Tra le voci più nette, quella del professore di Restauro architettonico dell’Università Roma Tre, Michele Zampilli, che in un’intervista ha definito l’intervento «molto brutto, oltre che inutile», sostenendo che così com’è non favorisce la valorizzazione storica del monumento. Sui social, intanto, c’è chi parla apertamente di “falso storico”, contestando l’idea di ricostruire una superficie uniforme laddove sarebbe stato più opportuno lasciare a vista le stratificazioni emerse. Alcuni cittadini ipotizzano perfino iniziative formali, come accessi agli atti o ricorsi amministrativi, sostenendo che l’area rientri in una fascia di rispetto che dovrebbe limitarne le trasformazioni.

A far discutere sono anche i blocchi di travertino che emergono dalla nuova superficie, collocati in corrispondenza degli antichi pilastri crollati nei secoli. Nelle intenzioni del Parco Archeologico avrebbero potuto accogliere reperti o contribuire alla narrazione dell’area; nei primi giorni di apertura, però, sono stati utilizzati dai visitatori come semplici sedute. Per alcuni, un segnale che l’intervento sia più funzionale alla gestione dei flussi turistici che alla valorizzazione culturale. C’è poi un timore più pratico: con l’enorme afflusso quotidiano di turisti, il travertino – materiale poroso e chiaro – rischia di sporcarsi rapidamente, alterando l’effetto visivo complessivo.

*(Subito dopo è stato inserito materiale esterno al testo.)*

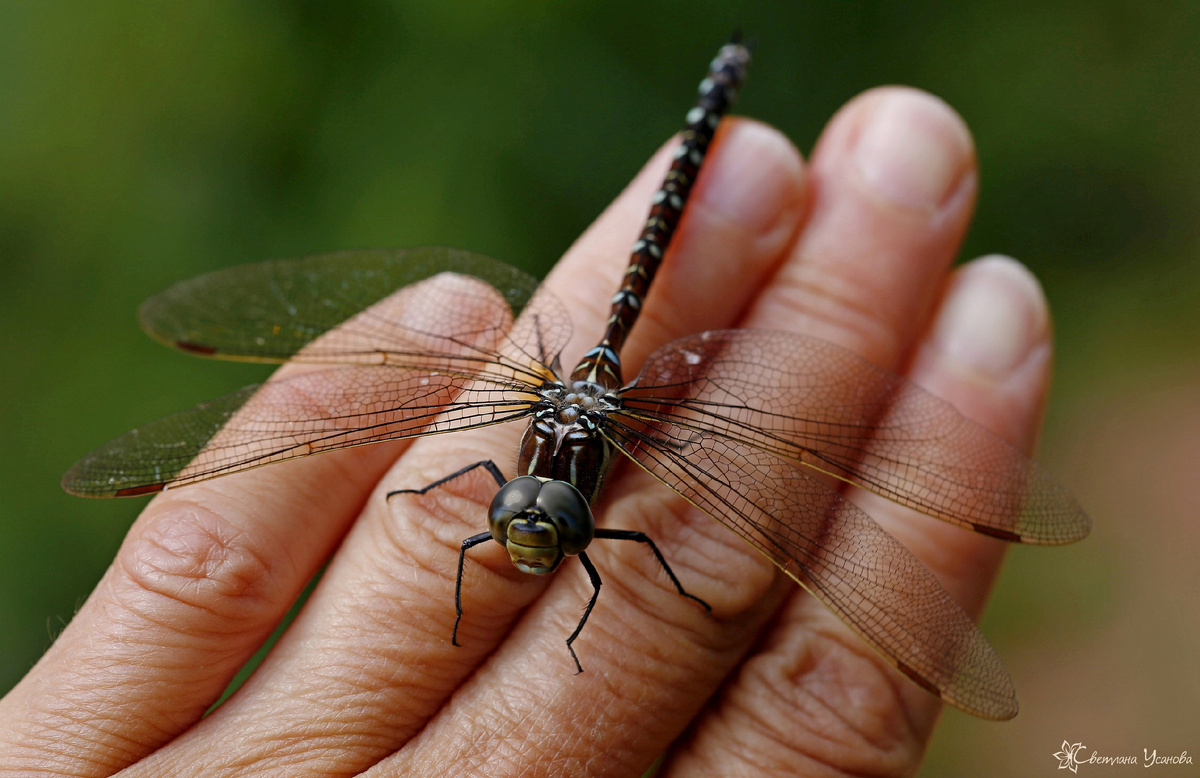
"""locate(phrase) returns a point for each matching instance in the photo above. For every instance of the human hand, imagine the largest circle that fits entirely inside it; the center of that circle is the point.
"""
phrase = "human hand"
(855, 250)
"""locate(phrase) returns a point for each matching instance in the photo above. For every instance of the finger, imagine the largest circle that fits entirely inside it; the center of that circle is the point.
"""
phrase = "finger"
(814, 699)
(202, 579)
(370, 654)
(645, 651)
(894, 184)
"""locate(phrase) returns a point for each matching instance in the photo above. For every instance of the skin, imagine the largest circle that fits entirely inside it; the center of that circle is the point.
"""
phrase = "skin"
(855, 247)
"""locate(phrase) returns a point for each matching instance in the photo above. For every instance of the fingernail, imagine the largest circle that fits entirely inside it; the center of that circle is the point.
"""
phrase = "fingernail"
(913, 150)
(753, 183)
(991, 317)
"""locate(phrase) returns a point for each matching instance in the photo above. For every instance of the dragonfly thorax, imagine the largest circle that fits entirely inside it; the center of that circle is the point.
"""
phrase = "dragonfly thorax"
(540, 521)
(564, 441)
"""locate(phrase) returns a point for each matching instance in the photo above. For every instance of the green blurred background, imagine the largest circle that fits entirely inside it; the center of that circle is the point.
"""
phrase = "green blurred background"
(141, 145)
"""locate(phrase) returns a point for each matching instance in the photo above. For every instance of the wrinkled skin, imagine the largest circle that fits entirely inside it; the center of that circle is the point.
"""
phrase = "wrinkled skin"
(853, 246)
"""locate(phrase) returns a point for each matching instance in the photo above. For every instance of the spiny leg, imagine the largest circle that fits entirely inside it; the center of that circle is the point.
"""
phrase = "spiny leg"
(469, 543)
(594, 576)
(489, 465)
(641, 537)
(587, 611)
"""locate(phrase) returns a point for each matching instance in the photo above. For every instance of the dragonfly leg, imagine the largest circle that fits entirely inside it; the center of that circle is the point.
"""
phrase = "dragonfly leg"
(489, 465)
(641, 537)
(587, 611)
(469, 543)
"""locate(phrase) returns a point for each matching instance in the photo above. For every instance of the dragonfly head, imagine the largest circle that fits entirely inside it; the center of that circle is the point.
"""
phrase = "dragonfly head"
(540, 521)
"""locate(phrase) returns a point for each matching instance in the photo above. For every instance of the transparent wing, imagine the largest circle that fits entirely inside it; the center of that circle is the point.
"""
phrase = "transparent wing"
(437, 355)
(825, 407)
(269, 311)
(835, 551)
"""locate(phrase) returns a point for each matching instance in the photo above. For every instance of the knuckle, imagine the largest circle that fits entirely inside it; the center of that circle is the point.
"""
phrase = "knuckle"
(193, 557)
(825, 700)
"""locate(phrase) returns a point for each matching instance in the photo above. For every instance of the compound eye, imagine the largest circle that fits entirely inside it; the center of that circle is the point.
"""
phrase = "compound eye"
(570, 513)
(514, 498)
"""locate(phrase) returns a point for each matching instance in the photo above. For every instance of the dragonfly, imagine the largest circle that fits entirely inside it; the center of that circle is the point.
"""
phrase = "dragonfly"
(755, 428)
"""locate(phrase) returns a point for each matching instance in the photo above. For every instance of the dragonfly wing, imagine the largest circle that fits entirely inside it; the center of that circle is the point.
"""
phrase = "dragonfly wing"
(289, 417)
(820, 405)
(835, 551)
(271, 310)
(439, 354)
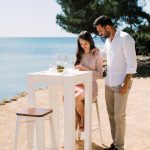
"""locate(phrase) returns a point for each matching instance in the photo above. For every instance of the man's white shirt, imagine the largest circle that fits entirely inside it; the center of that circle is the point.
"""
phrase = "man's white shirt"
(121, 58)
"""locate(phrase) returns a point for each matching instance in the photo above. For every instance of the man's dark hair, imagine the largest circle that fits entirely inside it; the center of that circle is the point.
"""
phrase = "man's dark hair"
(103, 21)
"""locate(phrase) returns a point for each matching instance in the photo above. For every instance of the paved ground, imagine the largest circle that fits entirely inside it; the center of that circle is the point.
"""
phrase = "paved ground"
(138, 119)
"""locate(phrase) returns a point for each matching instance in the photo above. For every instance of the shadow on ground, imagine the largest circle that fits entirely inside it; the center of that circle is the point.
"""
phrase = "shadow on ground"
(80, 146)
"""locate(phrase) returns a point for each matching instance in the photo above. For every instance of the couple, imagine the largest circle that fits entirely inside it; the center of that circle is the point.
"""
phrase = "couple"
(121, 65)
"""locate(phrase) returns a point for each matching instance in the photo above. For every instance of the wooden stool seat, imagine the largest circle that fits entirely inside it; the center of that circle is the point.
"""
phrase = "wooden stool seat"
(34, 112)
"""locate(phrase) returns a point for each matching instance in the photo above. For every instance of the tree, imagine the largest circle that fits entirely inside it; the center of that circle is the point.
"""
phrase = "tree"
(80, 15)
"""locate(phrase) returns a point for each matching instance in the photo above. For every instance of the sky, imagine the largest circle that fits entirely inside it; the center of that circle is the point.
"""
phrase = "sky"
(33, 18)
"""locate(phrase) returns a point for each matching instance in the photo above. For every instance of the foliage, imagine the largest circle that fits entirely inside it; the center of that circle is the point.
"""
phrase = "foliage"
(142, 39)
(80, 15)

Le ragioni di chi difende il progetto

Sul fronte opposto, non mancano le voci a sostegno della scelta progettuale. Il primo argomento è storico: quando fu costruito il Colosseo, i sampietrini non esistevano. Il travertino, invece, è il materiale identitario del monumento. In questa prospettiva, la nuova pavimentazione sarebbe più coerente con la natura originaria del luogo rispetto alla copertura novecentesca in basalto.

C’è poi una questione funzionale. L’area in questione è uno dei principali snodi di accesso al Colosseo e al Parco archeologico, quindi una superficie più regolare e continua faciliterebbe la circolazione dei visitatori, migliorando sicurezza e accessibilità. L’intervento, dunque, non sarebbe una semplice operazione estetica, ma parte di una più ampia strategia di gestione degli spazi. Alcuni osservano inoltre che il travertino, grazie alla sua colorazione chiara e riflettente, potrebbe contribuire a mitigare l’effetto “isola di calore” durante i mesi estivi, un tema sempre più centrale nella progettazione urbana contemporanea.

In realtà, il clamore dice molto più della pavimentazione in sé: ogni intervento sul Colosseo, monumento-simbolo per eccellenza, tocca corde profonde dell’identità collettiva. In questi casi, quindi, la questione di fondo resta la stessa, ovvero se sia meglio conservare ogni traccia del passato così com’è giunta fino a noi, o intervenire per restituire un’immagine più coerente con l’antico, pur accettando una quota di ricostruzione.